Moving through the 21 story missions requires a fair bit of gratuitous craziness too, often involving tailing some guy, stunt-jumping into his own car, throwing him onto the road at high speed and proceeding to run him over in reverse. Repeatedly. It sounds fun, but the novelty value soon wears off by virtue of being way too easy to pull off - by the time you've done similar things a half dozen times, it just becomes the norm. A few missions in you even gain the hilarious ability to grapple any moving vehicle (including helicopters if you can aim) and then paraglide behind them. Entirely ridiculous, but good fun for a while. But to its detriment, the game peaks too soon, throwing all the high-octane fun at you in one concentrated dose then repeating the formula.

Being a sandbox adventure set in a politically unstable Caribbean island environment, you can probably guess that you end up working for some corrupt souls that want to take various drug cartels down a peg or two, and eventually raise their sights to the Government itself.
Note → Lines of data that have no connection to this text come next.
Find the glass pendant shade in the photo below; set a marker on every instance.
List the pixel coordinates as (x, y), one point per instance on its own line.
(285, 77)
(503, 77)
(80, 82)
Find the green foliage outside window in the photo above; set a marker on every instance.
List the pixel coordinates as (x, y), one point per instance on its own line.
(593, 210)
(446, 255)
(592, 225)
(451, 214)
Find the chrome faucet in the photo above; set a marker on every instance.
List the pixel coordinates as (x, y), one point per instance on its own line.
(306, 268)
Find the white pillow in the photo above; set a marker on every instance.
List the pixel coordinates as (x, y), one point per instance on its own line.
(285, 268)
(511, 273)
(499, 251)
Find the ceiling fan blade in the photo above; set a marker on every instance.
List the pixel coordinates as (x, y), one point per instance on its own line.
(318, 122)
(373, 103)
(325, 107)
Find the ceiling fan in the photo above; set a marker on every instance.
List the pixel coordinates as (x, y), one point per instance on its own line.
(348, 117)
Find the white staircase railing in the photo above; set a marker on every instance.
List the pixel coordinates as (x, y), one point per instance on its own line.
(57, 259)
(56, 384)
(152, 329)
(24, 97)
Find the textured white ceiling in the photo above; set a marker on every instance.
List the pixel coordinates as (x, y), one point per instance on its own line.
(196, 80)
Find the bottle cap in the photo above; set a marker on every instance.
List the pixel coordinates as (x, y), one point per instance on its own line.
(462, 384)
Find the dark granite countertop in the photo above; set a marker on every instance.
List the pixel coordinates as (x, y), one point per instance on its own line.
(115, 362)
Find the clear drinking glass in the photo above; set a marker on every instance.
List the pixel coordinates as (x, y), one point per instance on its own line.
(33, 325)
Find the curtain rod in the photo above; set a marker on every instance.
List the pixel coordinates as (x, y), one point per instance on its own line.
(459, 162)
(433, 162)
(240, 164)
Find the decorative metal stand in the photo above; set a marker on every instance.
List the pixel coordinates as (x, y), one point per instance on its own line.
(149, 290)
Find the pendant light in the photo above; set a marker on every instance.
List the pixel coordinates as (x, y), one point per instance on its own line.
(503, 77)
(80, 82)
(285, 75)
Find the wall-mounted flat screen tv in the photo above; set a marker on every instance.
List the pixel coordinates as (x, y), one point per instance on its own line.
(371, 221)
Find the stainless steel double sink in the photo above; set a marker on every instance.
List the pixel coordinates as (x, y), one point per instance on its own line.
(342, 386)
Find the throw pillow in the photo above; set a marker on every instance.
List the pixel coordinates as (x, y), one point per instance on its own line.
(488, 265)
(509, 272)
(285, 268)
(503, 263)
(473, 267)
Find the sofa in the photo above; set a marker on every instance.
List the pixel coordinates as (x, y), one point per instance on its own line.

But being Rico, literally no job is too big, and you'll quickly take the slaughter of entire armies in your stride - and in fact the side missions effectively task you with doing just that if you can be bothered.

Forgive me, for I have sinned

Well that backfired.

Gunrunning is one thing you expect from the beginning, but it's also one of the game's weaknesses. Although you rather expect the early missions (like busting someone out of prison) to be a little on the unchallenging side, much of the perfunctory nature of the combat persists right to the very end - largely thanks to a ridiculously forgiving auto-target system and the general weakness of every enemy in the game, along with a recharging health system that makes dying a lot harder than you'd imagine.

As a result, all you have to do to succeed in most missions is to vaguely wave your cursor near an enemy, wait for the autoaim to kick in, fire less than a handful of bullets while zigzagging around and repeat to fade. Frankly, anyone even vaguely skilled in videogaming will be laughing out loud at how completely basic the whole affair is from top to bottom. With enemies that seem completely devoid of any AI to speak of, and barely any hit points to keep them on the screen for more than a few seconds, you're just a lead-spitting killing machine who's practically invulnerable to everything - including, believe it or not, carpet bombing from passing aircraft.

Admittedly, it's not always easy going in some of the latter missions. One (roughly halfway through the game) tasks you with planting devices on rooftops, but makes it almost impossible to fly there thanks to some unerring air defences. If anything ever holds you up in Just Cause, it's the simple contrary fact that once you're detected flying into enemy territory, their response is incredibly swift, and deadly to the point of instant death. Overcoming such trifling matters involves traversing long distances on foot, where almost no amount of enemy destruction will be able to stop you thanks to the ludicrous recharging health system. Even when two choppers are on your tail and firing relentlessly over several kilometres, they won't ever be able to take you down so long as you're running. Get into a vehicle of any description (including tanks), and you'll almost certainly be blown up in seconds - not to mention rammed off the road by a posse of kamikaze lunatics - but run along defenceless and you'll be fine because you are the recharging man of steel. How very odd. It's like Avalanche didn't have time to work out the game balancing, so instead of fixing the over-arching problem, just threw the inexplicable infinite health fudge and got the game out.